Atomic weapons were tested in the Marshalls. And the US base on Kwajalein, also in the Marshalls, remains important for testing ballistic missiles and "star wars" strategic-defense components.
US payments to islands
In exchange for renting out their military sovereignty to the Pentagon, the three nations have received annual cash grants and development aid. But, more than a decade after independence, the FSM and Marshall Islands aren't just dependent on US grants and assistance - the assistance essentially is the economy. It accounts for more than two-thirds of the Marshallese gross domestic product and a majority of the FSM's.
"The islands are totally dependent on this money, and now its going to start running out," says Francis Hezel, a Jesuit missionary and scholar who has lived in the region for nearly three decades. "That money has disrupted the old subsistence economy and the traditional family and political structure, but it hasn't built a viable alternative. We're in a real crunch, and there's no easy solution."

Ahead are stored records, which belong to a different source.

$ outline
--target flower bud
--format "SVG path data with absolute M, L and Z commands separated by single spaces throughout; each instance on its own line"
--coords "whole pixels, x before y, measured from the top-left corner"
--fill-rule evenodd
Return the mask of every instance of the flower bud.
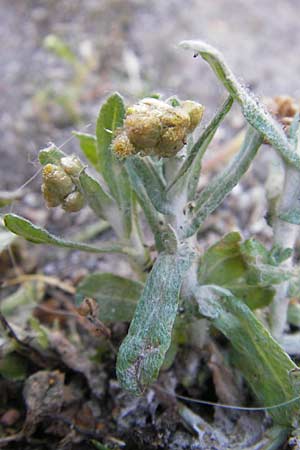
M 181 103 L 182 108 L 188 113 L 190 117 L 190 126 L 188 132 L 192 133 L 201 122 L 204 113 L 204 106 L 200 103 L 186 100 Z
M 84 197 L 81 192 L 74 191 L 62 202 L 62 208 L 67 212 L 80 211 L 84 206 Z
M 48 206 L 57 205 L 74 189 L 72 179 L 62 167 L 56 164 L 46 164 L 43 168 L 42 192 Z
M 137 153 L 125 132 L 120 132 L 114 138 L 112 148 L 119 158 L 126 158 Z
M 124 127 L 117 131 L 112 148 L 121 157 L 136 153 L 174 156 L 199 124 L 203 110 L 196 102 L 178 102 L 173 106 L 155 98 L 144 98 L 127 108 Z
M 60 164 L 66 174 L 70 177 L 78 177 L 83 169 L 83 165 L 79 158 L 75 155 L 65 156 L 61 158 Z

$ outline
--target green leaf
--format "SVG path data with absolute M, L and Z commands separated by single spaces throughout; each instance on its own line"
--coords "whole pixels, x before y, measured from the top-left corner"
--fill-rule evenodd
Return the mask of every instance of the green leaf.
M 81 133 L 79 131 L 73 131 L 73 134 L 79 139 L 81 150 L 85 154 L 87 160 L 98 170 L 98 172 L 101 172 L 96 136 L 88 133 Z
M 122 97 L 115 93 L 102 105 L 96 126 L 98 161 L 102 176 L 117 201 L 123 218 L 126 237 L 131 232 L 132 190 L 124 162 L 111 150 L 114 132 L 123 125 L 125 106 Z
M 162 253 L 147 279 L 117 359 L 120 384 L 133 394 L 141 394 L 158 377 L 171 344 L 179 291 L 189 265 L 189 255 Z
M 76 302 L 85 297 L 99 305 L 99 319 L 104 323 L 130 322 L 143 285 L 112 273 L 94 273 L 84 278 L 76 291 Z
M 248 170 L 260 145 L 262 137 L 250 127 L 239 153 L 228 166 L 196 198 L 195 208 L 185 226 L 184 235 L 189 237 L 196 233 L 204 220 L 222 203 L 224 198 L 237 185 Z
M 259 279 L 249 282 L 249 272 L 253 267 L 242 252 L 243 245 L 247 247 L 248 244 L 249 241 L 242 243 L 237 232 L 227 234 L 202 256 L 198 282 L 200 285 L 213 284 L 228 289 L 251 309 L 263 308 L 272 301 L 275 290 L 271 283 L 261 286 Z M 250 244 L 248 246 L 252 248 Z M 260 273 L 259 268 L 257 272 Z
M 144 211 L 148 224 L 155 238 L 156 249 L 160 252 L 164 250 L 164 237 L 168 234 L 161 224 L 164 224 L 164 217 L 154 208 L 147 190 L 135 170 L 131 170 L 131 165 L 126 161 L 126 168 L 130 178 L 131 185 L 136 193 L 141 208 Z
M 66 154 L 62 152 L 55 144 L 51 144 L 49 147 L 39 151 L 39 161 L 42 166 L 46 164 L 60 164 L 61 158 L 64 158 Z
M 300 157 L 294 151 L 283 129 L 266 111 L 266 108 L 260 105 L 258 100 L 238 82 L 222 54 L 203 41 L 183 41 L 179 45 L 193 50 L 194 54 L 200 54 L 208 62 L 230 95 L 240 103 L 249 124 L 271 143 L 288 164 L 300 169 Z
M 0 253 L 6 250 L 16 240 L 16 236 L 0 228 Z
M 244 302 L 217 286 L 199 286 L 194 296 L 202 316 L 209 318 L 231 342 L 234 361 L 262 406 L 273 406 L 299 395 L 292 371 L 298 370 Z M 291 426 L 300 402 L 269 410 L 274 421 Z
M 93 245 L 62 239 L 17 214 L 6 214 L 4 216 L 4 224 L 10 231 L 34 244 L 49 244 L 89 253 L 131 253 L 131 249 L 118 243 L 106 242 L 102 244 L 102 247 L 94 247 Z
M 120 162 L 117 160 L 111 150 L 111 143 L 114 131 L 122 127 L 125 117 L 125 106 L 123 98 L 116 92 L 105 101 L 101 106 L 97 125 L 97 150 L 98 161 L 102 168 L 102 175 L 115 199 L 118 199 L 118 179 L 116 178 L 116 169 Z

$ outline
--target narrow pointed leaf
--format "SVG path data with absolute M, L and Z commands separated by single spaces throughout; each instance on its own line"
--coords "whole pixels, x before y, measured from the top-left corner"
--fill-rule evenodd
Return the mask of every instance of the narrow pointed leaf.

Palau, which became independent in 1994, will continue to receive previously negotiated levels of US assistance for another decade. But for the FSM and the Marshalls, the tens of millions in annual block grants each receives must be renegotiated in 2001.
Congress appears poorly disposed. The House has passed legislation that removes the countries' eligibility for Pell Grants, a move that Micronesians say would trigger the collapse of their higher- education system. A congressional staffer who helped draft the changes says the money has been largely wasted. Instead of investing in the future, much of the US grant money was until recently spent on white- elephant government projects and importing junk food, cars, and other US consumer goods.
Money in the wrong places
While hospitals and primary schools deteriorated for lack of maintenance, the FSM and Marshalls both invested millions in state fishing fleets that promptly collapsed for lack of experience and marketing savvy, industry experts say. Air Marshall Islands lost huge quantities of money competing with Continental Airlines for direct Honolulu service.
Now the FSM and Marshalls governments are cutting back on personnel and services and encouraging the growth of the long-neglected private sector - especially tourism and fish processing. But both nations have few resources and rapidly growing populations. The Marshallese population is growing by a 4.2 percent a year. Providing basic services or even jobs for expanding populations is a staggering task.
"We made many mistakes, but we've become much more experienced in the process," says Joseph Bigler of the Marshalls Foreign Ministry. "We don't want to keep the US money faucet running and running - we want to find ways to work with the US to develop a stable economy."